国有企業のデフォルトが記録的な水準で発生した2020年
新型コロナウイルスによるパンデミックの影響で、政府の計画は一時的に頓挫した可能性があるが、パンデミックが収束し、経済が回復する中、2020年後半には国有企業(SOE:state-owned enterprise)による一連のデフォルトが発生している(図表2参照)。

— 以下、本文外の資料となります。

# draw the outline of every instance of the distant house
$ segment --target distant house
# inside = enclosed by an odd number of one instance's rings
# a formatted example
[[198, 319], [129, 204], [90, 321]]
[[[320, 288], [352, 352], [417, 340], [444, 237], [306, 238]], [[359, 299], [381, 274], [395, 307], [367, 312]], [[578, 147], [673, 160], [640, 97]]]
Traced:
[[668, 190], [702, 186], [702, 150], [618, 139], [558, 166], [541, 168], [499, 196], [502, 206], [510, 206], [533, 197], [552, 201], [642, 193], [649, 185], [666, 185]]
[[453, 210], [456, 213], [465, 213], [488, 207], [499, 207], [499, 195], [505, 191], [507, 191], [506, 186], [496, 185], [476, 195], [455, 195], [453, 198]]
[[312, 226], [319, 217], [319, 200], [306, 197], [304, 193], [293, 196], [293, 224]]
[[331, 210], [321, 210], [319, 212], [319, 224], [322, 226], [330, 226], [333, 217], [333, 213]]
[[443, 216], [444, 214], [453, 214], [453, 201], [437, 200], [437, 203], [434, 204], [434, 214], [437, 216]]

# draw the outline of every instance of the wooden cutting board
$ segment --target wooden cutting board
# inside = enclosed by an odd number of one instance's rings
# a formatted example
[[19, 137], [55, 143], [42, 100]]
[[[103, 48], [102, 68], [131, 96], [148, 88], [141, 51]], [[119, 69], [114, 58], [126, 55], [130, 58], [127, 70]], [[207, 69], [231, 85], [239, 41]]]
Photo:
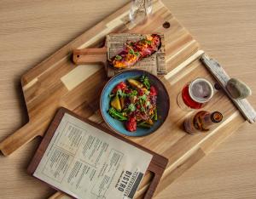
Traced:
[[[216, 93], [205, 109], [220, 111], [224, 122], [207, 134], [191, 136], [184, 133], [182, 123], [191, 113], [183, 111], [177, 106], [178, 93], [187, 82], [198, 77], [204, 77], [212, 83], [216, 80], [200, 60], [203, 51], [199, 50], [198, 43], [160, 1], [153, 2], [151, 18], [139, 26], [129, 20], [130, 7], [127, 4], [107, 17], [22, 77], [29, 122], [0, 143], [3, 155], [10, 155], [36, 136], [43, 136], [60, 106], [105, 125], [99, 112], [100, 94], [107, 82], [104, 66], [75, 65], [72, 62], [72, 52], [76, 48], [102, 47], [106, 35], [111, 32], [165, 34], [168, 74], [160, 78], [170, 95], [169, 116], [154, 134], [142, 138], [128, 138], [169, 159], [157, 192], [169, 185], [245, 122], [236, 107], [220, 91]], [[144, 179], [137, 196], [147, 189], [150, 174]], [[53, 196], [56, 197], [61, 197], [61, 194]]]

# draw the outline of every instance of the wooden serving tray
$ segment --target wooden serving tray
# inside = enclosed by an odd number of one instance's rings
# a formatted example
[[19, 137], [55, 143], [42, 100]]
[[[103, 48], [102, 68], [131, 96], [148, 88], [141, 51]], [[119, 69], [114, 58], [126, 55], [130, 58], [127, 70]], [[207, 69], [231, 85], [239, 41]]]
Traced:
[[[160, 1], [153, 1], [152, 16], [138, 26], [129, 20], [130, 8], [129, 3], [117, 10], [22, 77], [29, 122], [0, 144], [3, 155], [10, 155], [36, 136], [43, 136], [60, 106], [105, 126], [99, 111], [101, 90], [107, 82], [104, 66], [75, 65], [71, 58], [73, 49], [102, 47], [106, 35], [111, 32], [165, 34], [168, 74], [160, 79], [170, 95], [169, 116], [155, 133], [128, 138], [168, 158], [169, 163], [156, 192], [165, 189], [245, 122], [230, 99], [220, 91], [205, 109], [220, 111], [224, 122], [206, 134], [191, 136], [183, 132], [183, 122], [191, 112], [183, 111], [177, 106], [178, 93], [186, 82], [198, 77], [204, 77], [212, 83], [216, 80], [200, 60], [203, 51], [199, 50], [198, 43]], [[149, 180], [148, 173], [137, 196], [147, 190]], [[61, 196], [58, 193], [52, 198]]]

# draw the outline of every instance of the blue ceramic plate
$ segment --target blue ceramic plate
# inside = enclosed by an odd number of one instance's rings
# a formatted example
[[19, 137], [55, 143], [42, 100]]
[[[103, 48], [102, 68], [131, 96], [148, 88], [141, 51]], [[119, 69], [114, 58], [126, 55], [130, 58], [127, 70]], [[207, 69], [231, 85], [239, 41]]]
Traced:
[[[113, 118], [108, 112], [110, 108], [109, 94], [113, 88], [120, 82], [126, 81], [128, 78], [138, 77], [142, 75], [146, 75], [150, 80], [151, 85], [154, 85], [158, 89], [157, 99], [157, 114], [158, 120], [150, 128], [137, 128], [137, 131], [130, 132], [125, 129], [125, 122]], [[101, 96], [101, 111], [107, 124], [115, 132], [128, 135], [128, 136], [144, 136], [152, 134], [158, 129], [165, 122], [168, 116], [170, 108], [169, 95], [166, 88], [161, 81], [149, 72], [142, 70], [127, 70], [124, 71], [113, 77], [105, 85]]]

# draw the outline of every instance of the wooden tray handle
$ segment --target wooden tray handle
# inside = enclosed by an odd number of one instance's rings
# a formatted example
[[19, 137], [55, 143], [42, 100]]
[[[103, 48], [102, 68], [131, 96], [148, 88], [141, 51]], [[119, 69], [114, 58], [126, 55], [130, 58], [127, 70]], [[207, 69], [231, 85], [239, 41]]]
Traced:
[[35, 128], [35, 125], [32, 125], [32, 123], [26, 123], [0, 143], [0, 151], [3, 156], [10, 155], [35, 137], [43, 136], [47, 126], [42, 123]]
[[75, 49], [73, 53], [73, 60], [76, 65], [92, 64], [107, 61], [107, 48], [84, 48]]

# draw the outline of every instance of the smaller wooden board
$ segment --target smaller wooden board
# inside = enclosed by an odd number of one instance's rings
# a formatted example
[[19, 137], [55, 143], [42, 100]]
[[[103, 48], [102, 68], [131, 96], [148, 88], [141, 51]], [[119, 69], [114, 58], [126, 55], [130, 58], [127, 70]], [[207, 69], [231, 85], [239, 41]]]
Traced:
[[[89, 121], [87, 119], [84, 119], [84, 118], [82, 118], [81, 117], [74, 114], [73, 112], [68, 111], [67, 109], [65, 109], [65, 108], [61, 108], [58, 111], [57, 111], [57, 114], [55, 115], [55, 118], [53, 119], [51, 124], [49, 125], [49, 128], [48, 128], [46, 134], [45, 134], [45, 136], [44, 137], [34, 157], [32, 158], [32, 161], [31, 162], [29, 167], [28, 167], [28, 173], [30, 174], [33, 174], [38, 168], [38, 166], [39, 165], [43, 156], [44, 156], [44, 154], [47, 151], [47, 148], [49, 146], [49, 144], [50, 143], [52, 138], [54, 137], [54, 134], [56, 131], [59, 131], [57, 130], [58, 129], [58, 127], [62, 120], [62, 117], [64, 117], [65, 114], [67, 114], [67, 115], [70, 115], [70, 116], [73, 116], [76, 118], [78, 118], [79, 120], [82, 121], [82, 122], [87, 122], [89, 123], [90, 125], [102, 130], [102, 131], [104, 131], [106, 134], [111, 135], [111, 136], [113, 136], [115, 138], [117, 138], [118, 139], [120, 139], [122, 141], [125, 141], [138, 149], [141, 149], [142, 151], [148, 153], [148, 154], [151, 154], [152, 155], [152, 159], [151, 159], [151, 162], [148, 167], [148, 169], [147, 171], [150, 171], [151, 173], [154, 173], [154, 177], [153, 177], [153, 179], [148, 186], [148, 189], [147, 190], [147, 192], [145, 193], [144, 195], [144, 198], [152, 198], [154, 193], [154, 190], [160, 180], [160, 178], [165, 171], [165, 168], [167, 165], [167, 162], [168, 162], [168, 160], [162, 156], [160, 156], [124, 137], [122, 137], [121, 135], [119, 134], [114, 134], [113, 132], [111, 132], [110, 130], [105, 128], [104, 127], [102, 127], [102, 126], [99, 126], [99, 125], [96, 125], [96, 123], [92, 122], [91, 121]], [[66, 133], [65, 133], [66, 134]], [[59, 136], [59, 134], [58, 134]], [[60, 138], [57, 136], [57, 139], [56, 140], [60, 140]], [[49, 153], [49, 152], [48, 152]], [[51, 157], [52, 158], [52, 157]], [[54, 187], [55, 188], [55, 187]], [[55, 188], [56, 189], [56, 188]]]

オンショア市場のデフォルトのセクター別内訳を見ると、2018年から2020年にかけてその構成に変化が見られる(図表3参照)。3年前、財政の圧迫に屈した企業の多くは過剰生産能力の影響を受けた産業、すなわちエネルギー、公益事業、資本財、素材などの企業であった。
しかし、昨年は状況が変わり、残高ベースのデフォルトの40%がテクノロジー分野で発生した。中でも、同分野のデフォルトの約半分は中国のトップ大学の一子会社に起因するものであった。
一方、オフショア市場では、2018年のデフォルトの4分の3はエネルギーセクターで発生したが、2020年にはその7割近くが金融とテクノロジーセクターだった。
2020年にSOEのデフォルトが記録的な水準で発生したことで、投資家は、すべてのSOEではないにしても、ほとんどのSOEの背後に暗黙の政府保証があるという前提を見直すようになった。
国家戦略上の利益や、金融システムを脅かす潜在的なシステミックリスクがある場合を除き、SOE債の価格設定において、このような保証はもはや当然のことと考えるべきではなくなっている。